# How did you meet your significant other?



## acidicwithpanic (May 14, 2014)

I would assume that most responders would credit the Internet for meeting their significant other, but I've seen a few users on here that rely more on traditional ways to meet people. Anyway, I'm curious to know how some of you met your current or last partner especially when SA is considered.


----------



## Ai (Oct 13, 2012)

Internet. OkCupid, specifically. Stumbled across his profile, felt we had very similar outlooks and philosophies based on the information provided; sent him an extremely bizarre, goofy introductory message that may or may not have included "I have all the important teeth" as an appeal to my better qualities...

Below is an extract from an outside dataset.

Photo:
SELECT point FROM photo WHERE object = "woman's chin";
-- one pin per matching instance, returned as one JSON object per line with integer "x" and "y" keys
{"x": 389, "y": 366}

Frankly, I'm impressed he responded.

Sucker.


lol


----------



## AussiePea (Mar 27, 2007)

Tinder, of all places. 

Sent from my SM-G930F using Tapatalk


----------



## littleghost (Oct 29, 2016)

I met my husband at college. My friend found him for me. My friend, a pretty blonde girl, went up to him in the hallway (had never met him) and said "You fascinate me. Do you want to come up to a party in my room?" She was my suite-mate, so I was at this party and we met and were instantly attracted. Best pickup line ever.


----------



## Persephone The Dread (Aug 28, 2010)

Both at uni. 

But the second guy who I'm still friends with.. Technically we were both on a forum for our uni and lol the only thread that really took off on the forum was the shared one for my course and his (computer games subjects,) and that was a couple of months before I started at uni. Then he added me on Facebook but we didn't talk. We didn't meet for over a year after that when I made a Facebook status about wanting to see the new Harry Potter film and one of his flatmates/coursemates said he and a bunch of other people were going and invited me along so that's the first time we met in person. At some point, I think several months before this, a friend of his tried to set me up with him, but I don't think he was too interested at that point really. He's not generally very interested in people romantically/sexually, but his friend was trying to do him a favour or something, but I was either seeing my first boyfriend then or maybe just before we got together.


----------



## farfegnugen (Aug 16, 2010)

Usually sort of cross paths. I act goofy. Some find it charming. It goes from there sometimes. It works best for me if I see someone frequently enough where we can make a connection over a period of time since I usually lack the courage to go up to someone I just met even when it's kind of obvious that she's interested. Did try a long distance relationship but it was too far away and we didn't see enough of each other in person for it to really work.


----------



## Kevin001 (Jan 2, 2015)

Ex on here....shot her a message and boom.


----------



## SilentLyric (Aug 20, 2012)

my friend had a girlfriend. his girlfriend visited him and I was there because we were roommates. we got along and she told me about a single girl she worked with. gave me her number. texted her, I asked to meet her out on a date, some time later became my cute girlfriend.


----------



## MusicDays8 (Apr 25, 2016)

At college. We had a class together and my boyfriend noticed that I was sitting alone and he said that I looked really scared. It took me a long time to get used to him and being comfortable around him but at least he was willing to give me time to get more comfortable with him.


----------



## Virgo (Jun 27, 2016)

I would say right here on SAS, but I got dumped last night.


----------



## Pongowaffle (Jul 23, 2015)

High school classmates and as friends. 

Through my mom. She was the daughter of one of my mom's friends. 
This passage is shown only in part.